Conservatives promised more transparency and more accountability.
When I was in Washington recently, I had occasion to visit the Congressional Budget Office, which was essentially the model that inspired the creation of our own parliamentary budget office. The idea is simply to say that government finances are complex and the government controls the whole ministry.
Contrary to the case with the Americans, which has a pure separation from the executive, the legislative and the judiciary, we separate the elected functions from the judiciary, but our executive sits in the front row. We do not have the same airtight separation, so it is even more important when we have a partisan person controlling it, whether it is treasury or whether it is finance, to be able to give real information in real time to the public so that they can rely on it and know what is happening with their money.
Of all the things we do here, I dare say that deciding how taxpayers' money is spent and how it is accounted for are among the most important.
This group is headed up by the former head of the Canadian Taxpayers Federation, Canadian citizens this, Canadian that. The Conservatives lost track of $3.1 billion in the past few months. So much for giving lessons to other people. That is why it is important that we look at the track record of the Conservatives.
One of the other things the Conservatives promised was a public appointments commission. Do hon. members remember that? I do. They offered only one person who could possibly head that up, a man named Gwyn Morgan. Where does that name reappear? We might notice his name reappearing regularly in everything to do with SNC-Lavalin. Why? He is the chairman of the board.
Fast forward to Arthur Porter: come on down. Talk about public appointments. That is what we would have had with the Conservatives, a lot more Arthur Porters.
In their 2006 platform, Conservatives promised to strengthen the Access to Information Act. Let us look at the facts. This one is worthwhile.
A decade ago, in 1999-2000, the federal access to information system disclosed all the requested information over 40% of the time. By the time the Liberals had finished messing with the system, it was down to 28%. However, members should listen to this: it has plummetted by almost half again. In 2009-2010, the last full reporting year—and it has become even worse since then—in only 15% of cases were citizens were getting the information they are asking for.
That is the Conservative government that preached transparency and preached accountability.
The road to hell is paved with good intentions.

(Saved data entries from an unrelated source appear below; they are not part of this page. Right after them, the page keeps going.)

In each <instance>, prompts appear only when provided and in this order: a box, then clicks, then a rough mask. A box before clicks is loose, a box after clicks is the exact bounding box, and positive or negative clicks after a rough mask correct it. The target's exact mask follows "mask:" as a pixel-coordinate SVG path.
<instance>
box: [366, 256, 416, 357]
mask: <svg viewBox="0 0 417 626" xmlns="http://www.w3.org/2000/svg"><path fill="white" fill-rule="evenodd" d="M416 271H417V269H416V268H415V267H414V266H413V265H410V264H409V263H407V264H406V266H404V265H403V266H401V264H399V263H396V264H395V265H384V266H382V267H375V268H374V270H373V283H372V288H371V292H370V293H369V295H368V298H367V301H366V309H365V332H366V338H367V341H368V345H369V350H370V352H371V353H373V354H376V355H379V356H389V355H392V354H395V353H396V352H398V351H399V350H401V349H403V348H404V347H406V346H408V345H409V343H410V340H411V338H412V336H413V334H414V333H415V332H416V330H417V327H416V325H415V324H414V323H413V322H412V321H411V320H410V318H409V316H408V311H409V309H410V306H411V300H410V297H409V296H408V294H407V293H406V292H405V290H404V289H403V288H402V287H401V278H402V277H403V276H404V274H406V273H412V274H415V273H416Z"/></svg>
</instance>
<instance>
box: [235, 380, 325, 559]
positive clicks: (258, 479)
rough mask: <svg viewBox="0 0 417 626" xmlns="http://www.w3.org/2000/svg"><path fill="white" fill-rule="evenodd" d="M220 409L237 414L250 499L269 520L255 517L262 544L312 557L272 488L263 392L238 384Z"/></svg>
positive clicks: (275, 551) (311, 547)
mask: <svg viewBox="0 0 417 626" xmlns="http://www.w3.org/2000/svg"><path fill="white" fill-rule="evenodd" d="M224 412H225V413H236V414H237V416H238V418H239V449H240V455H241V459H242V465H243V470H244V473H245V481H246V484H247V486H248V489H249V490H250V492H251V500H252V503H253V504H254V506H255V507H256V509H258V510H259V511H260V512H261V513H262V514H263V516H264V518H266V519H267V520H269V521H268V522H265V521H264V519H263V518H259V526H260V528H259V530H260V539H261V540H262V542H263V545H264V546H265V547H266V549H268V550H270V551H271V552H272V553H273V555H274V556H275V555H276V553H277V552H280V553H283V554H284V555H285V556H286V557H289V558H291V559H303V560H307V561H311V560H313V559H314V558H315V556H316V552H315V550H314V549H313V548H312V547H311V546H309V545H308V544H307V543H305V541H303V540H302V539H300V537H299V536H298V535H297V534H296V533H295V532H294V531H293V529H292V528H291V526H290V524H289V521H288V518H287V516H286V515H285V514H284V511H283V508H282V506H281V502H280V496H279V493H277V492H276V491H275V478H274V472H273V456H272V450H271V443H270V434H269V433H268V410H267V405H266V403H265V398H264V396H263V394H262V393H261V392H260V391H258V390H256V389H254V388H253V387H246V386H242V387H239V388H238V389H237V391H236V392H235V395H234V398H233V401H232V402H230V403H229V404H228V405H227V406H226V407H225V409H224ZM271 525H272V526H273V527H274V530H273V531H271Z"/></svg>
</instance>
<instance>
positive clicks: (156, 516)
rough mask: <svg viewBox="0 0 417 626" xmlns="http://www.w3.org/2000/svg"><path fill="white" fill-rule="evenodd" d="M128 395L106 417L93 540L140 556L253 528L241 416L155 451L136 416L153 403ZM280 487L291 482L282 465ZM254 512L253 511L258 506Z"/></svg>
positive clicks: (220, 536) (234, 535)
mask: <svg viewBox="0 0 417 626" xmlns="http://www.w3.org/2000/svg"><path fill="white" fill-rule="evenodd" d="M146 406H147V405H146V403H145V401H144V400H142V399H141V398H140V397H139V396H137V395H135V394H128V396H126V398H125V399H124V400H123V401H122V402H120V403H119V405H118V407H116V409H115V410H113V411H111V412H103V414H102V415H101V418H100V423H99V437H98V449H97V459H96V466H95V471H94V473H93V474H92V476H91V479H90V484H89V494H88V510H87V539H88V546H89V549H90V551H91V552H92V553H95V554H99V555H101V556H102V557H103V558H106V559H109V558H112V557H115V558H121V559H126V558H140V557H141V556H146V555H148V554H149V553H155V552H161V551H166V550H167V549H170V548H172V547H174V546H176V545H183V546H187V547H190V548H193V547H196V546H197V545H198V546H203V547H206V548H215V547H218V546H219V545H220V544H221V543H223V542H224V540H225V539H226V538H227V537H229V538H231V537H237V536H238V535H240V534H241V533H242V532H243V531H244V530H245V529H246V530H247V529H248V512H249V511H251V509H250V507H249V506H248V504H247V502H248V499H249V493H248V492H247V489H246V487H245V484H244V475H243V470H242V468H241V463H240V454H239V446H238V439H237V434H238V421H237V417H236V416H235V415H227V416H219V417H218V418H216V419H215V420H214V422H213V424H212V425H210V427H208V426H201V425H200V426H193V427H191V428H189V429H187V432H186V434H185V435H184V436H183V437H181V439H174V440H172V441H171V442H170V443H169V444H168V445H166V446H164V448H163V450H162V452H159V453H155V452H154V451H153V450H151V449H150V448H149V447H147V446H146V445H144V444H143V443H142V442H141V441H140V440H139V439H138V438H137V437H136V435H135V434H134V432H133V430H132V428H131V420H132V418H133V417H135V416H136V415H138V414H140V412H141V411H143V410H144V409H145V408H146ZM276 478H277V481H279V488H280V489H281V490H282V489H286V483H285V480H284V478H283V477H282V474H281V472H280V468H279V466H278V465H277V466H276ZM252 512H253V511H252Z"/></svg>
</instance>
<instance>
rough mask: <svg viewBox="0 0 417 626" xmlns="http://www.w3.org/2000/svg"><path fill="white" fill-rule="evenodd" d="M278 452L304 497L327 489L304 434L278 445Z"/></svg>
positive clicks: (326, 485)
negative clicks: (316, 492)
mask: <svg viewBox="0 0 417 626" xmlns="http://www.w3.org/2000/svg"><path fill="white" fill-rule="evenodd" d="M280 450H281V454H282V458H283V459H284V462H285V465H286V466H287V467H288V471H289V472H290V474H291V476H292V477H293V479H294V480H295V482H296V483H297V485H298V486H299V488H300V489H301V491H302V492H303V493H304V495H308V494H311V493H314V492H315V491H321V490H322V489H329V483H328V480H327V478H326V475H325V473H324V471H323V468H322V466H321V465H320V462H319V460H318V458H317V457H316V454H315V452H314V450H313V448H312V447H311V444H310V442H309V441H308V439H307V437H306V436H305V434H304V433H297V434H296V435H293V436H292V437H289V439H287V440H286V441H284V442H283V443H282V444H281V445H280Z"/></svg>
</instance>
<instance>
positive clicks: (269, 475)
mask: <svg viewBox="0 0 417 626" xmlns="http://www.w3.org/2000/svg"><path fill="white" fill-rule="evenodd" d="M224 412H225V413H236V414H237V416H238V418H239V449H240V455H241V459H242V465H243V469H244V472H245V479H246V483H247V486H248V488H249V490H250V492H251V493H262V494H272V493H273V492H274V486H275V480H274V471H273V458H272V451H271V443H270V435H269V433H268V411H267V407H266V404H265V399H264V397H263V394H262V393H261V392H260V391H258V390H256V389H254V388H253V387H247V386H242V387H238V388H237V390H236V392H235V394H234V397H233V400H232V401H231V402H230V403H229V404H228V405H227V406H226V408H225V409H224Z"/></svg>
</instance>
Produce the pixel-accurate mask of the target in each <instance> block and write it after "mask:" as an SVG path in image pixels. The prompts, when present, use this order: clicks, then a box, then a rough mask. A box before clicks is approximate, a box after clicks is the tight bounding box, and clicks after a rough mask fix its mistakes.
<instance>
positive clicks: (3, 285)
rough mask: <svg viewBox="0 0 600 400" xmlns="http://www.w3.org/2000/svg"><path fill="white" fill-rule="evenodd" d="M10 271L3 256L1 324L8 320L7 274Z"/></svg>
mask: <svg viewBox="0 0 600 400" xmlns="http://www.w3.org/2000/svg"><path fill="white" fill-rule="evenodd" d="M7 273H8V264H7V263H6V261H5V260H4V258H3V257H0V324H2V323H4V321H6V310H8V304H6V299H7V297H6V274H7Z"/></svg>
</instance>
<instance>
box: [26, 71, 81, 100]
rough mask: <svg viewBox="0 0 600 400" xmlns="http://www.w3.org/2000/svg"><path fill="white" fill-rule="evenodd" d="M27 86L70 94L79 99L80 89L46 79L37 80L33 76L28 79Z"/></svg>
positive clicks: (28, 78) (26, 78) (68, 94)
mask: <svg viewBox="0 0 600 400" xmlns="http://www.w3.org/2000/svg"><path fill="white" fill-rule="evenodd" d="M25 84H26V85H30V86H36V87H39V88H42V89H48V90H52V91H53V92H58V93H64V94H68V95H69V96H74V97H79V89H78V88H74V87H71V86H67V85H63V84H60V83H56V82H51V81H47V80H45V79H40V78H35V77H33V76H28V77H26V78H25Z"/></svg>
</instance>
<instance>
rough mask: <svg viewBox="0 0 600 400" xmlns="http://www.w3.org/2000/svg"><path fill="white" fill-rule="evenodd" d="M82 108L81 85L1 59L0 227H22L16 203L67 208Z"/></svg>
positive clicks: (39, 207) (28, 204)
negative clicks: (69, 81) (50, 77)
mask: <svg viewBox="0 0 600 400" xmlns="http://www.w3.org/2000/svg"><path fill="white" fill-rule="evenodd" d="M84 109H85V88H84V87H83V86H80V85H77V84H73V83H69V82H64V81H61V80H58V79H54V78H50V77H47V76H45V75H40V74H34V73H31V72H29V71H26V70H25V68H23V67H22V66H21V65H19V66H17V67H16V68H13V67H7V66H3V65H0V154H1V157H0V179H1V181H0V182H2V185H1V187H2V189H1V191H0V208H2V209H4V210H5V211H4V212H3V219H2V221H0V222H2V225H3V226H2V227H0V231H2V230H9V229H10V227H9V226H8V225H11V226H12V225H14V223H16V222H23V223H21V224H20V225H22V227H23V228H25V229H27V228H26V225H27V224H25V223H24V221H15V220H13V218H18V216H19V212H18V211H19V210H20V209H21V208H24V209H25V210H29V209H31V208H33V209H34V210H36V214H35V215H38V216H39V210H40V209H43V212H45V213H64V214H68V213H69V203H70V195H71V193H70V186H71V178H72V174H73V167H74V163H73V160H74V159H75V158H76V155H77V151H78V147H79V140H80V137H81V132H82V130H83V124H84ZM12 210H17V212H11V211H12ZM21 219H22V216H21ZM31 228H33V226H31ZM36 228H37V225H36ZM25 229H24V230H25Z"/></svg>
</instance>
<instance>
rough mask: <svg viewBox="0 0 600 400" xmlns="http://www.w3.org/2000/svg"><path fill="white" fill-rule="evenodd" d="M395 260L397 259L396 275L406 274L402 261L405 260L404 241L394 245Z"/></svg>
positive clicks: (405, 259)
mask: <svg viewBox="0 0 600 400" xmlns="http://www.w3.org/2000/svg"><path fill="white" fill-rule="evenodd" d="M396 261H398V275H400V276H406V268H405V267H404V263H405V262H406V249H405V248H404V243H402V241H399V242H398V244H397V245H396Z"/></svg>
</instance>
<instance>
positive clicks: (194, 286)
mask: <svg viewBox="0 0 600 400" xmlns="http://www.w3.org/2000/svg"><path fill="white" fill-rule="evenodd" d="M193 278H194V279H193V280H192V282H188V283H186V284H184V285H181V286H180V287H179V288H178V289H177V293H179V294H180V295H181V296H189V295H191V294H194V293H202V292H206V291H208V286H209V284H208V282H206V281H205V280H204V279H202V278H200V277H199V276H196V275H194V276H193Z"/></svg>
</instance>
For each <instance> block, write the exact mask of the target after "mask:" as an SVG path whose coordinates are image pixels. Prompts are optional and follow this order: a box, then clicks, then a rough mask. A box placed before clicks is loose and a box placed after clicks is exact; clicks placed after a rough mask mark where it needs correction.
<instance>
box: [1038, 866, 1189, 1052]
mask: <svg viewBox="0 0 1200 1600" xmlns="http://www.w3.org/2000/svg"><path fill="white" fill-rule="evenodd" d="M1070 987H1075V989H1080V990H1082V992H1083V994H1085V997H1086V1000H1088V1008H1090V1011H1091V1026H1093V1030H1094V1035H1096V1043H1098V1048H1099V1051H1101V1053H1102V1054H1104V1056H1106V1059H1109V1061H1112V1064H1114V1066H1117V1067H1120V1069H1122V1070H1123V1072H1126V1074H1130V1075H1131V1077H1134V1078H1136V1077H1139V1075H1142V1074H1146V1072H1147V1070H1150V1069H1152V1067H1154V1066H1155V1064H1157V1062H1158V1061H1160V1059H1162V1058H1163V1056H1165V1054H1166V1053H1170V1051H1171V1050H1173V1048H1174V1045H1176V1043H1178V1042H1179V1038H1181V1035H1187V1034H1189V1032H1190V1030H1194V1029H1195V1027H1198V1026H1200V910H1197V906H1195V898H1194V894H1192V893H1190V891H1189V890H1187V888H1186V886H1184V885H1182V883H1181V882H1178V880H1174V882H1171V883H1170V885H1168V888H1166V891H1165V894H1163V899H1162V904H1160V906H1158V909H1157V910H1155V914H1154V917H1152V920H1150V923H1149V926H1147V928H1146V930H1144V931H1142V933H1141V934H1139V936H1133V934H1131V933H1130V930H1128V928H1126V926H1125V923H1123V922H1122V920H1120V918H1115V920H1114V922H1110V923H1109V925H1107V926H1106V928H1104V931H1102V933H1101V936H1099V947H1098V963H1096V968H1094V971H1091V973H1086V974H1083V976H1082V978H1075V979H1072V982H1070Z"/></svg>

This is the same Prime Minister who promised Canadians that he would “never appoint senators”. That is a promise he has broken exactly 59 times, a record in terms of appointments to the Senate, and we see what sort of quality we have. When they get caught defrauding taxpayers to the tune of hundreds of thousands of dollars, it is the Prime Minister's Office, backed up by a million-dollar slush fund, that starts cutting cheques to shut them up. That is quite a lesson in transparency and accountability.
They promised that an ethics commissioner would be responsible for both sides of the House. Obviously, they never followed through.
What could be easier and more important than to show respect for the Office of the Parliamentary Budget Officer?
As several speakers have clearly shown, since this happened—as they will ignore anything that does not come directly from the elves in the Prime Minister's Office—they will withhold funding and refuse to comply with the parliamentary budget officer.
Bill C-476 is intended to revitalize and protect this institution for one single purpose: to protect the public interest and the public's right to know.